Earlier this year, ESPN went through a unexpected series of layoffs, in the end shedding somewhere close to 400 people. It was done, ESPN folks were told, as a critical cost-cutting measure in the run-up to the launch of Fox Sports 1 and with higher fees looming for Monday Night Football and baseball rights.
Well, about that. ESPN has 82 open job listings dating back to when the layoffs began. The website is in the process of assigning a reporter to every NFL team. Nate Silver's hiring soon. Seems like Jason Whitlock will be, too. Olbermann's show launches next week. The SEC Network will launch, too. And soon ESPN will be bigger than ever, says ESPN president John Skipper.
It's nice to see Skipper back in his scepter-waving, honey-talking triumphalist mode.
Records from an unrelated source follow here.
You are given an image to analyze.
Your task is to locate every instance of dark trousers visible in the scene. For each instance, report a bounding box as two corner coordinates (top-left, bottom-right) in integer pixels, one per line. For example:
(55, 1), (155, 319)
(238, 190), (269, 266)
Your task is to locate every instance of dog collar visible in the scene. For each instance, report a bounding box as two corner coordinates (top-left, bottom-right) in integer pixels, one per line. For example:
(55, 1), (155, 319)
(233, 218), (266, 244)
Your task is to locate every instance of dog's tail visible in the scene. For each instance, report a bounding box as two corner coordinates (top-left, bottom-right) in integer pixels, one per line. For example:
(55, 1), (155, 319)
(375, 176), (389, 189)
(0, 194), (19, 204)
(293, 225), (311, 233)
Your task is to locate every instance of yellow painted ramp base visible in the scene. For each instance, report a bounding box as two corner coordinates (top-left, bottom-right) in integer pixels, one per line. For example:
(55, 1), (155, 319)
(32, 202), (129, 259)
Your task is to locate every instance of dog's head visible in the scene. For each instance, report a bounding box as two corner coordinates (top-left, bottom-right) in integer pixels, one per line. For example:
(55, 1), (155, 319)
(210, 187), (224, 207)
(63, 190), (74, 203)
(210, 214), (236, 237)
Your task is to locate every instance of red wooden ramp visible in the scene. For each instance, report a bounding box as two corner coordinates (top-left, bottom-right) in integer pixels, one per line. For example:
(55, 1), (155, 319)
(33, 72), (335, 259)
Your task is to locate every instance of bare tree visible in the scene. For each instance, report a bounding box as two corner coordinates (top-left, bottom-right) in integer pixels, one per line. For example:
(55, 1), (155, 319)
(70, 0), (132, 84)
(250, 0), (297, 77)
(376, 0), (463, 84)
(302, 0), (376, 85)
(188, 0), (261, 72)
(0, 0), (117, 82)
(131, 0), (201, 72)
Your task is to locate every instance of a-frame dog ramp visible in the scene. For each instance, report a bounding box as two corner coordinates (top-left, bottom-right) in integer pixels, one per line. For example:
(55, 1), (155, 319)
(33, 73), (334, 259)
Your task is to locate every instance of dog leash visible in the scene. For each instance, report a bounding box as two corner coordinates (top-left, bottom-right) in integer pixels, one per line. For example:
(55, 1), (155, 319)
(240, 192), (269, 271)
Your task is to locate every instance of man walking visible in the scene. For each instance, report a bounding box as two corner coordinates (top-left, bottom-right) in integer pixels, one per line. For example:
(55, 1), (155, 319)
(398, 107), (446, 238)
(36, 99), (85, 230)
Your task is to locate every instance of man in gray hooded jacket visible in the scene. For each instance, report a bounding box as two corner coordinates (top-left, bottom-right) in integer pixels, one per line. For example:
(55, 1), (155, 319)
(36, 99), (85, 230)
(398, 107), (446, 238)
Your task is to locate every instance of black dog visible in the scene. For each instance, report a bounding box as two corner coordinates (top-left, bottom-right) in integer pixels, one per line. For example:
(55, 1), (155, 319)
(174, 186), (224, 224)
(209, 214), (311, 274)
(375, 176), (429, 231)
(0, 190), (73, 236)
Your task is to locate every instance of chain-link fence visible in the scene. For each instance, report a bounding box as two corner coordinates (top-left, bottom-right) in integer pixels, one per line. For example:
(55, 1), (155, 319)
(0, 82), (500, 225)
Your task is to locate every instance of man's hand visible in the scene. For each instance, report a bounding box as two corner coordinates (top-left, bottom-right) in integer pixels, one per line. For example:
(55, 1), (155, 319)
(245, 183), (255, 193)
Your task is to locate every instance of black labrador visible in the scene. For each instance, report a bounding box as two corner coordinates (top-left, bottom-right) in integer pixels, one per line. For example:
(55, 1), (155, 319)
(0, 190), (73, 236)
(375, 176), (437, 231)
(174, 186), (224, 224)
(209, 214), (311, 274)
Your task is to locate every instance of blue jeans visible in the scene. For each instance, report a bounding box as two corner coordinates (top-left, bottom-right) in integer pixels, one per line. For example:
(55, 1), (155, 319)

Let's not forget what those layoffs were like for the people who got the ax. Here's what Howie Schwab said on his way out the door:
I was a loyal employee, displayed respect for others, worked with numerous charities, represented the company well. I always did everything asked of me and more. What did I get in return today … word that I should get lost. The only thing that mattered was my salary, which in my view was the lone reason I lost my job.
Here's what another laid-off employee sent to us:
This was just such a surprise. When they did the layoffs in 2009, there were rumors and rumblings, and people sort of prepared themselves and hoped for the best. With the build of DC2, and all the rest of the work going on, and the record profits. There was just absolutely no hint of potential layoffs. No one expects an employer to say, "hey, layoffs are imminent," but generally employees do get a feel for when a company is going to be in layoff mode, due to earnings, or watching business decisions which are made. Every indication at ESPN has been of a profitable company continuing to expand. The people who've been laid off are not the deadweight 10%, a lot of them are the older, higher paid people who are undoubtedly going to be replaced with lower wage, young, new hires. This was purely about a company making a LOT of money (rumored internally to be $500 million ever other month) wanting even more and getting it at the expense of a lot of people and their lives. If they truly cared about their employees, they could have gotten creative with options for wage reductions or early retirement options. They hacked 400+ people and will no doubt replace those 400+ people with younger, cheaper, less experienced people. Ultimately, it's up to the viewers to determine if it makes any difference to THEM how a company behaves towards its employees in real life, and not just the illusion that company presents to the outside world. It seemed a great place to work, but a truly great company wouldn't have done this today, in the way it was done.